In some instances mothers cannot breastfeed their newborns because they are too ill, have clinical problems or have passed away.
This is where the milk bank steps in, with other breastfeeding mothers donating their milk.
At the milk bank, donors are screened, while the milk is collected, processed, stored and distributed to vulnerable newborns.
Mothers are screened for HIV and other infections before they can donate their milk, Lekgethwane stressed.
The unsterilised donated milk is stored in a plastic bottle and frozen. The second step includes sterilising the milk and storing it at the bank.
“It is then taken to Neonatal Intensive Care Unit where it is fed to premature infants who have a body weight of less than 1.8kg,” he added.
Since the launch of the programme, 24 newborn babies received the donated milk at the hospital, after doctors decided that they were in need of it.
The province is in the process of establishing another milk bank at the Job Shimakane Tabane Hospital in Rustenburg.
Lekgethwane said setting up the milk bank at the Potchefstroom Hospital cost the provincial government R185 000 and R9 900 a month was needed to maintain it.

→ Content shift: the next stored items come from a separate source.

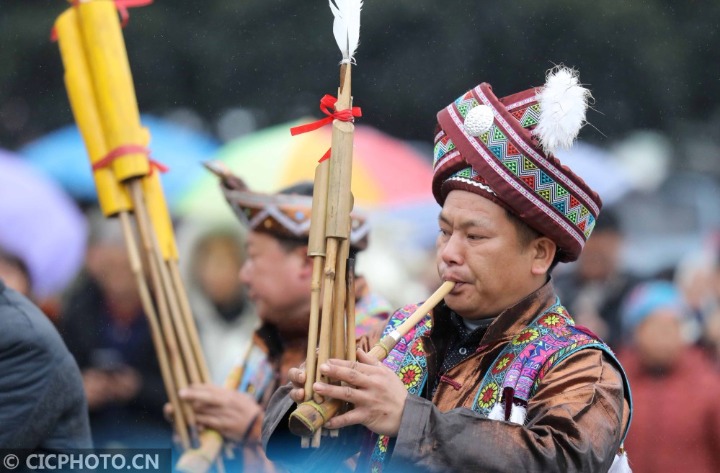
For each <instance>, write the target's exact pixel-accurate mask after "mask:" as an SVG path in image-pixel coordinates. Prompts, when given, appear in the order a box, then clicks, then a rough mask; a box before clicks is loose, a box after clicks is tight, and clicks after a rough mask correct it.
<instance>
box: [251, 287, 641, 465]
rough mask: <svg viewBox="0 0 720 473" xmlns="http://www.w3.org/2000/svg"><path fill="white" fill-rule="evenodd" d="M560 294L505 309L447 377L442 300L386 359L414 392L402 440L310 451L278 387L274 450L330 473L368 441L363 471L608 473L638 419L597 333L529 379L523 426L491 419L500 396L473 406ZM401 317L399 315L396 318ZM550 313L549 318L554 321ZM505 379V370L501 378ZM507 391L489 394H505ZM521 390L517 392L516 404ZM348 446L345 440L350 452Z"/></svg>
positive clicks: (300, 461) (271, 422)
mask: <svg viewBox="0 0 720 473" xmlns="http://www.w3.org/2000/svg"><path fill="white" fill-rule="evenodd" d="M555 303H556V296H555V293H554V291H553V288H552V285H551V284H550V283H548V284H546V285H545V286H543V287H542V288H540V289H539V290H538V291H536V292H534V293H533V294H530V295H529V296H528V297H526V298H525V299H523V300H522V301H520V302H519V303H518V304H516V305H515V306H514V307H511V308H509V309H507V310H506V311H504V312H503V313H502V314H500V315H499V316H498V317H497V318H496V320H495V321H494V322H493V323H492V324H491V325H490V327H488V329H487V331H486V332H485V334H484V336H483V338H482V339H481V341H480V345H479V346H478V348H477V350H476V351H475V352H474V353H472V354H471V355H470V356H468V357H467V358H465V359H464V360H463V361H461V362H460V363H459V364H457V365H455V366H453V367H451V368H449V369H448V370H447V371H446V372H445V373H443V374H442V375H441V376H439V373H438V366H439V365H440V363H441V361H440V359H439V358H441V357H439V356H438V353H439V352H440V353H441V354H444V353H443V352H442V350H447V347H448V344H447V343H446V342H447V340H446V339H444V337H445V335H447V333H448V332H447V330H446V329H447V327H448V322H449V321H448V319H447V317H448V316H449V313H448V312H447V311H445V310H443V309H442V308H440V309H439V310H436V311H435V312H434V317H435V326H432V323H429V322H428V320H427V319H426V320H425V321H424V322H423V323H421V324H419V325H418V326H416V327H415V330H414V331H413V332H412V333H411V334H410V335H409V336H408V337H406V339H404V340H403V341H401V342H400V343H399V344H398V345H397V346H396V348H397V350H396V351H395V352H394V353H393V354H392V355H391V356H389V357H388V358H387V359H386V361H387V364H388V365H390V366H391V367H392V368H393V369H396V368H397V370H396V372H397V373H398V376H400V377H401V379H402V380H404V382H405V383H406V387H408V388H409V392H410V395H408V397H407V399H406V401H405V408H404V410H403V414H402V419H401V424H400V429H399V431H398V435H397V437H395V438H393V439H389V438H385V439H380V443H378V438H377V436H373V437H370V438H368V439H367V440H368V441H367V442H365V443H364V444H363V442H361V441H358V440H353V439H349V440H347V441H344V442H336V443H333V442H331V441H330V440H332V439H326V438H324V439H323V443H322V445H321V448H320V449H317V450H316V451H308V450H313V449H305V450H304V451H303V450H302V449H299V447H298V445H299V442H298V441H297V439H292V440H288V435H289V434H288V433H286V432H287V430H286V429H287V426H286V424H287V421H286V420H285V419H286V417H285V416H286V415H287V413H288V412H289V411H290V410H291V409H292V407H293V403H292V400H290V399H289V398H288V397H287V393H288V391H289V389H290V388H289V387H285V388H282V389H280V390H278V391H277V392H276V393H275V395H274V397H273V400H272V401H271V403H270V406H269V408H268V412H267V415H266V422H265V425H264V429H263V441H264V443H265V445H266V448H267V452H268V455H269V456H270V458H271V459H276V458H277V459H278V460H281V461H284V462H285V461H287V464H293V465H296V466H300V468H301V470H302V469H304V471H322V472H325V471H327V472H329V471H336V467H337V465H338V462H337V461H335V459H336V458H344V457H346V456H349V455H351V454H352V453H355V452H357V451H358V449H361V457H360V459H359V462H358V468H357V469H356V471H359V472H366V471H373V470H378V469H380V468H382V471H384V472H388V471H412V472H418V471H422V472H425V471H433V472H440V471H452V472H463V471H466V472H500V471H504V472H518V471H523V472H543V473H545V472H554V471H555V472H568V473H570V472H578V473H579V472H602V473H606V472H607V471H608V469H609V468H610V465H611V463H612V461H613V458H614V456H615V452H616V451H617V450H618V447H619V446H620V443H621V440H622V438H623V436H624V433H625V430H626V427H627V425H628V423H629V411H630V409H629V397H630V394H629V391H628V390H627V389H626V388H625V386H624V378H623V375H622V371H621V369H620V367H619V365H618V364H617V362H616V361H615V360H614V358H613V357H612V356H611V355H610V352H609V351H607V350H605V348H603V347H600V346H595V345H592V344H591V343H596V342H595V341H593V342H591V343H588V344H587V346H586V347H584V348H583V349H581V350H579V351H574V352H572V353H569V354H566V355H567V356H564V358H563V359H561V360H560V356H558V359H559V360H560V361H559V362H557V363H555V364H554V366H553V367H552V368H551V369H548V370H541V371H542V372H543V374H542V376H541V377H538V382H537V383H536V384H535V383H532V385H531V386H530V391H529V393H530V394H531V395H530V397H529V400H528V401H527V405H526V406H525V408H526V416H525V419H524V422H523V424H522V425H519V424H517V423H513V422H506V421H504V420H503V419H504V413H503V415H502V417H501V420H500V421H498V420H492V419H490V418H488V415H487V414H486V413H485V411H486V409H489V410H490V411H492V406H494V405H496V404H497V402H493V403H492V406H491V405H488V406H487V407H486V408H483V410H482V411H480V410H477V409H475V410H474V409H473V405H478V403H479V402H480V400H482V399H485V400H487V399H488V398H485V397H484V396H478V393H479V392H480V391H481V390H482V388H483V386H485V385H487V383H486V381H487V382H492V380H491V379H490V378H486V376H485V375H486V374H488V372H490V371H491V370H492V369H493V368H494V367H497V369H501V368H500V367H501V366H506V367H507V369H508V372H509V370H510V369H511V367H512V363H506V362H503V361H502V359H503V356H504V355H503V351H504V350H505V348H507V347H508V346H509V345H510V344H512V341H513V340H521V339H522V338H524V337H525V336H527V335H523V336H522V337H518V336H519V335H520V334H521V333H523V331H524V330H526V329H528V328H530V327H529V326H530V325H531V324H532V322H533V321H537V322H538V323H539V320H540V317H539V316H541V314H544V313H546V311H547V310H548V309H550V308H551V307H553V305H555ZM398 315H399V314H397V313H396V315H395V316H393V319H394V318H397V317H396V316H398ZM559 315H561V316H564V315H565V314H564V312H563V313H561V314H559ZM393 319H391V322H390V323H396V322H394V321H392V320H393ZM564 320H568V321H569V320H570V319H569V318H568V319H565V318H564ZM544 322H545V323H546V324H548V325H550V322H551V321H550V320H545V321H544ZM430 328H432V333H431V334H430V331H429V329H430ZM525 333H528V332H525ZM572 333H573V335H575V336H578V337H579V338H581V339H583V340H589V339H590V338H591V337H588V338H587V339H586V338H585V337H584V336H581V335H580V334H581V333H582V331H575V330H574V329H573V330H572ZM429 334H430V335H429ZM568 351H570V350H568ZM404 353H411V354H413V355H415V356H417V364H418V365H419V366H420V370H415V369H414V368H413V367H412V363H408V364H405V363H404V362H403V360H404ZM401 355H402V356H401ZM421 355H422V356H421ZM508 361H510V360H508ZM504 363H506V364H504ZM393 364H394V365H393ZM404 368H405V369H404ZM496 371H497V370H496ZM423 373H426V374H427V378H428V379H433V378H432V377H435V378H437V379H439V382H438V384H437V387H436V388H435V390H434V392H430V391H431V390H428V389H425V386H427V385H428V384H429V383H426V382H425V381H424V380H423V376H424V375H423ZM520 373H522V370H520ZM520 378H521V376H518V377H517V379H518V380H519V379H520ZM523 382H524V381H523ZM504 383H505V378H503V380H502V382H501V386H503V385H504ZM517 384H518V383H515V387H516V388H517ZM499 391H501V390H498V391H496V392H497V394H493V396H492V397H490V400H493V401H497V400H500V399H502V394H501V393H500V392H499ZM516 392H517V389H516ZM483 394H486V393H483ZM515 397H516V396H515V393H513V395H512V398H513V400H512V402H513V403H514V402H515V399H514V398H515ZM518 403H519V404H521V403H520V402H518ZM343 430H345V429H343ZM349 433H351V432H349ZM340 440H342V439H340ZM340 443H342V444H343V445H339V444H340ZM341 447H343V448H345V450H344V451H343V452H340V448H341ZM353 448H354V450H353ZM378 450H380V451H381V452H380V454H381V455H382V456H383V458H380V457H379V455H378ZM382 450H384V451H382ZM373 452H374V453H375V456H373V455H372V454H373ZM298 471H300V470H298Z"/></svg>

In addition to the milk bank, the department has also established 13 Maternity Waiting Homes.
A Maternity Waiting Home is a residential facility located close to a medical facility where women defined as high risk can await their delivery and be transferred to the facility shortly before delivery or earlier if there are complications.
Skilled birth attendants also cater for low risk women who live far away from health facilities to ensure safe delivery.
In 2011 Health Minister Aaron Motsoaledi, along with health MECs and other stakeholders, signed the Tshwane Declaration, which promotes breastfeeding.
The declaration acknowledged that South Africa had to contend with a high infant and child mortality rate and reducing this was a priority for government.
South Africa committed itself to promoting breastfeeding and it was agreed that human milk banks would prove effective in postnatal wards and Neonatal Intensive Care Units.